In 1996, Helen Moore, then 41, pleaded guilty to avoid the death penalty for drugging, killing and dismembering her 27-year-old boyfriend Casey Elliott, a rodeo cowboy. That case, which relied on forensic evidence, was featured on the HBO series “Autopsy.”

It seems more recently prosecutors have avoided costly and time-consuming death penalty trials. Some contend that one reason for the decline of death penalty trials in rural areas is the Legislature's increasing the length of time one is eligible for parole in life sentences, which is now 40 years, and adding life without parole as an option for jurors in capital murder cases.

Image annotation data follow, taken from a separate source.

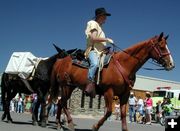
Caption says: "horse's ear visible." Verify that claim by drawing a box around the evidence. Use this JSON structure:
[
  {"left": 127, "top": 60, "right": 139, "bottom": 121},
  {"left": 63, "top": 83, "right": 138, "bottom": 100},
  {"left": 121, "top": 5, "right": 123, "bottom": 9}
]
[
  {"left": 158, "top": 32, "right": 164, "bottom": 41},
  {"left": 164, "top": 35, "right": 169, "bottom": 40},
  {"left": 53, "top": 44, "right": 63, "bottom": 53}
]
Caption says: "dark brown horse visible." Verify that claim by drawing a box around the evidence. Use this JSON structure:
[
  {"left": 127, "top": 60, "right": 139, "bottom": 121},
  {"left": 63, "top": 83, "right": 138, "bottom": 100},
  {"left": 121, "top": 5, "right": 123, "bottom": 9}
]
[
  {"left": 1, "top": 45, "right": 76, "bottom": 126},
  {"left": 51, "top": 33, "right": 174, "bottom": 131}
]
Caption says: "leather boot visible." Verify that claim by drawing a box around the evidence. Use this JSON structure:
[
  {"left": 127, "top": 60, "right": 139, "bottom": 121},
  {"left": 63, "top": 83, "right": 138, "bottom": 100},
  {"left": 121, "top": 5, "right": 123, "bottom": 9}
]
[{"left": 84, "top": 81, "right": 96, "bottom": 98}]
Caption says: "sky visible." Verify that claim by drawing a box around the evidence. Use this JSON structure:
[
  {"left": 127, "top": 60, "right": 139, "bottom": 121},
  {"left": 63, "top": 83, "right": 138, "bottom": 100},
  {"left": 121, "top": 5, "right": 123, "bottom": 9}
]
[{"left": 0, "top": 0, "right": 180, "bottom": 82}]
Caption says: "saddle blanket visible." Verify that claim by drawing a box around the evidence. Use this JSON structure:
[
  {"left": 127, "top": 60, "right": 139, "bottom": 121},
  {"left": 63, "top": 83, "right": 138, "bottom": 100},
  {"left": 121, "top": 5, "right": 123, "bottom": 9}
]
[{"left": 5, "top": 52, "right": 40, "bottom": 79}]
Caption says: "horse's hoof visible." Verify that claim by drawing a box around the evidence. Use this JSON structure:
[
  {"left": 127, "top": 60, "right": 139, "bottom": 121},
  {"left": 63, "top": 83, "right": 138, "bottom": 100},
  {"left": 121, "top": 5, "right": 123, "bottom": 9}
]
[
  {"left": 7, "top": 120, "right": 13, "bottom": 123},
  {"left": 92, "top": 125, "right": 98, "bottom": 131},
  {"left": 68, "top": 122, "right": 75, "bottom": 131},
  {"left": 41, "top": 122, "right": 46, "bottom": 127},
  {"left": 32, "top": 121, "right": 38, "bottom": 126},
  {"left": 57, "top": 126, "right": 64, "bottom": 131},
  {"left": 1, "top": 114, "right": 6, "bottom": 121}
]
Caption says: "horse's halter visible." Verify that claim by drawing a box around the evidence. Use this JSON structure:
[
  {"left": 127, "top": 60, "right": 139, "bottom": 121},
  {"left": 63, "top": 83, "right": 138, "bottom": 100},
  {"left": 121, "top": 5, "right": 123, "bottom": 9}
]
[{"left": 150, "top": 40, "right": 170, "bottom": 65}]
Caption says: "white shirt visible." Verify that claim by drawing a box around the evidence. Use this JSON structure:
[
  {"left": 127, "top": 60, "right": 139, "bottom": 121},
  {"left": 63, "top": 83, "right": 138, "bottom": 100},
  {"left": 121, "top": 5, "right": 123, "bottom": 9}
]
[
  {"left": 85, "top": 20, "right": 106, "bottom": 53},
  {"left": 129, "top": 96, "right": 137, "bottom": 106},
  {"left": 137, "top": 99, "right": 144, "bottom": 111}
]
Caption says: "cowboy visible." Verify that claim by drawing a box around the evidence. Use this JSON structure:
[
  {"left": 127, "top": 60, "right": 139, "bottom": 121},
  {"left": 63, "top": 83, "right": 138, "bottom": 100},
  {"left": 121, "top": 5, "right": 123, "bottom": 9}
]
[{"left": 85, "top": 8, "right": 113, "bottom": 97}]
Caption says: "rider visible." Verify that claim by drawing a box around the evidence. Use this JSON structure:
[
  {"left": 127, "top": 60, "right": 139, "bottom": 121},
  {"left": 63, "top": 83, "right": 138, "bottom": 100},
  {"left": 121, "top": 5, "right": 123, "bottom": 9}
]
[{"left": 85, "top": 8, "right": 113, "bottom": 97}]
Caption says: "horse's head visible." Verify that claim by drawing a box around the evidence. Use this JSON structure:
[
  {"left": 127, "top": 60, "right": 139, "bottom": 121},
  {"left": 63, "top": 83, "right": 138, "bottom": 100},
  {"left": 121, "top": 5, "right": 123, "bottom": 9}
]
[{"left": 149, "top": 33, "right": 175, "bottom": 70}]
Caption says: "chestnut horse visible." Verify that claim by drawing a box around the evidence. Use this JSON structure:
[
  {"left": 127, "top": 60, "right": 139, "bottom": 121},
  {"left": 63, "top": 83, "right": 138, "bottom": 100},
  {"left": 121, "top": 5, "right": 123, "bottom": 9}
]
[
  {"left": 1, "top": 45, "right": 76, "bottom": 127},
  {"left": 51, "top": 33, "right": 174, "bottom": 131}
]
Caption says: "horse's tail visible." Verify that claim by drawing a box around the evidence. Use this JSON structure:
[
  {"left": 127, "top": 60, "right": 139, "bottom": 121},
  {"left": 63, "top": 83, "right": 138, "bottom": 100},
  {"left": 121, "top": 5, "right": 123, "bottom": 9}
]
[{"left": 1, "top": 73, "right": 8, "bottom": 111}]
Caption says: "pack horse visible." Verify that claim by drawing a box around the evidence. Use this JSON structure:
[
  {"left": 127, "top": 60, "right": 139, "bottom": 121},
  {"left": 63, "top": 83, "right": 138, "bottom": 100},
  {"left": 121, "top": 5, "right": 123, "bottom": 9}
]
[{"left": 51, "top": 33, "right": 174, "bottom": 131}]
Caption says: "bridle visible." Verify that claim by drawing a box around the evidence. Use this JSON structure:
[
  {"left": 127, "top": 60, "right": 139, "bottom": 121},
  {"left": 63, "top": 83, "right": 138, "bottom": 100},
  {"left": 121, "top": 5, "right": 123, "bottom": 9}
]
[
  {"left": 113, "top": 39, "right": 171, "bottom": 70},
  {"left": 150, "top": 40, "right": 171, "bottom": 62}
]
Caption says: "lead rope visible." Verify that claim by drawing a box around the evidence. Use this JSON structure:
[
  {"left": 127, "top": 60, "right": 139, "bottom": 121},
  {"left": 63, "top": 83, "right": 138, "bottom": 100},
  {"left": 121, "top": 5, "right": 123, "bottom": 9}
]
[{"left": 111, "top": 43, "right": 165, "bottom": 70}]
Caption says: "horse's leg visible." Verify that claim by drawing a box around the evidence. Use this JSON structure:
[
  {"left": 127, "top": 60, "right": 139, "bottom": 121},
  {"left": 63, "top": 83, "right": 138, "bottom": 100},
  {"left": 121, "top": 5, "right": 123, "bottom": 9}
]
[
  {"left": 63, "top": 102, "right": 75, "bottom": 131},
  {"left": 119, "top": 92, "right": 129, "bottom": 131},
  {"left": 32, "top": 100, "right": 40, "bottom": 125},
  {"left": 38, "top": 87, "right": 47, "bottom": 127},
  {"left": 56, "top": 100, "right": 62, "bottom": 130},
  {"left": 92, "top": 88, "right": 114, "bottom": 131},
  {"left": 5, "top": 90, "right": 17, "bottom": 123}
]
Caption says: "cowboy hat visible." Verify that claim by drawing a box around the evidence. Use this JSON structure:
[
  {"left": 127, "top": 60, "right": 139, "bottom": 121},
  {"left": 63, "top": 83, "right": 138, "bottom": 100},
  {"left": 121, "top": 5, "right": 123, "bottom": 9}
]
[{"left": 95, "top": 8, "right": 111, "bottom": 17}]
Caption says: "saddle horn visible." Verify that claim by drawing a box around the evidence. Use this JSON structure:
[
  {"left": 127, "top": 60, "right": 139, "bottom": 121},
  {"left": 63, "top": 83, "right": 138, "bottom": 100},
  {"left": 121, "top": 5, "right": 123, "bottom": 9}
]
[
  {"left": 53, "top": 44, "right": 63, "bottom": 53},
  {"left": 164, "top": 35, "right": 169, "bottom": 40}
]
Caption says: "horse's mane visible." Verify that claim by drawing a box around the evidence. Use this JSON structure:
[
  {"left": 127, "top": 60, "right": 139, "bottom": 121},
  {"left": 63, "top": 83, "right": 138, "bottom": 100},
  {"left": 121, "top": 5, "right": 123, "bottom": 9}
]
[{"left": 116, "top": 36, "right": 157, "bottom": 56}]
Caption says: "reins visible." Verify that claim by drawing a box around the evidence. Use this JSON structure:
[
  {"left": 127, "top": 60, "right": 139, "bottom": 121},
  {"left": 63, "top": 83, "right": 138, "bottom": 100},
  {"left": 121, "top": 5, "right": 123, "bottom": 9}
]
[{"left": 112, "top": 43, "right": 165, "bottom": 70}]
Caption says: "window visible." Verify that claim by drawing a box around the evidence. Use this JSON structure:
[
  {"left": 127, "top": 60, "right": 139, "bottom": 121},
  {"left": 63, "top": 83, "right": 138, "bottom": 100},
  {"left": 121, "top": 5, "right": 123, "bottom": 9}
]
[{"left": 153, "top": 91, "right": 166, "bottom": 97}]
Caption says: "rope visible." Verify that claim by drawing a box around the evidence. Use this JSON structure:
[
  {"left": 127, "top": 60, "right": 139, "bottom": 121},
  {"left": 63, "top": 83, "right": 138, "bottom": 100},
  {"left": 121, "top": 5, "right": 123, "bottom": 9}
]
[{"left": 111, "top": 43, "right": 165, "bottom": 70}]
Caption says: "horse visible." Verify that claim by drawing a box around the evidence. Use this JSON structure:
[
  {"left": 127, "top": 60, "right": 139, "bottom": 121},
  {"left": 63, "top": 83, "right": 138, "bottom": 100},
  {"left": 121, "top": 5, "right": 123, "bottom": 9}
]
[
  {"left": 50, "top": 32, "right": 175, "bottom": 131},
  {"left": 1, "top": 45, "right": 76, "bottom": 127}
]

In the mid 1980s, former DA Jimmy Ashby discovered the cost and toll of a capital murder with death penalty case, prosecuting the last one in Palo Pinto. With the assistance of Mac Smith, former Parker County DA, in June 1985 Ashby successfully convicted Robert Purtell, 25, of capital murder with the death penalty for the February 1984 murder of a Methodist preacher from Dublin, whose body was left in his van near a truck stop in Gordon, according to Ashby. Purtell's sentence was reduced to life in 1995 based on a change in the law, which was applied retroactively. According to the Texas Department of Criminal Justice, Purtell is currently serving out his time in a Bee County work program.

In April 1986, Purtell's accomplice, Robert Dale Carrasquillo, 23, was tried in Parker County for capital murder with a life sentence. He remains incarcerated at the Wynne Unit in Huntsville, Texas.

Ashby said that the costs rose for witnesses, such as the Phoenix police who captured the two men, forensic evidence and experts. In this case, the county incurred the cost, including two court-appointed defense attorneys for each man's trial. According to Ashby, these were Tom Creighton and Ken Tarleton for Purtell and John Moore and Mike Smiddy for Carrasquillo.

Since the Purtell trial Palo Pinto County jurors have not had to consider a death-penalty case.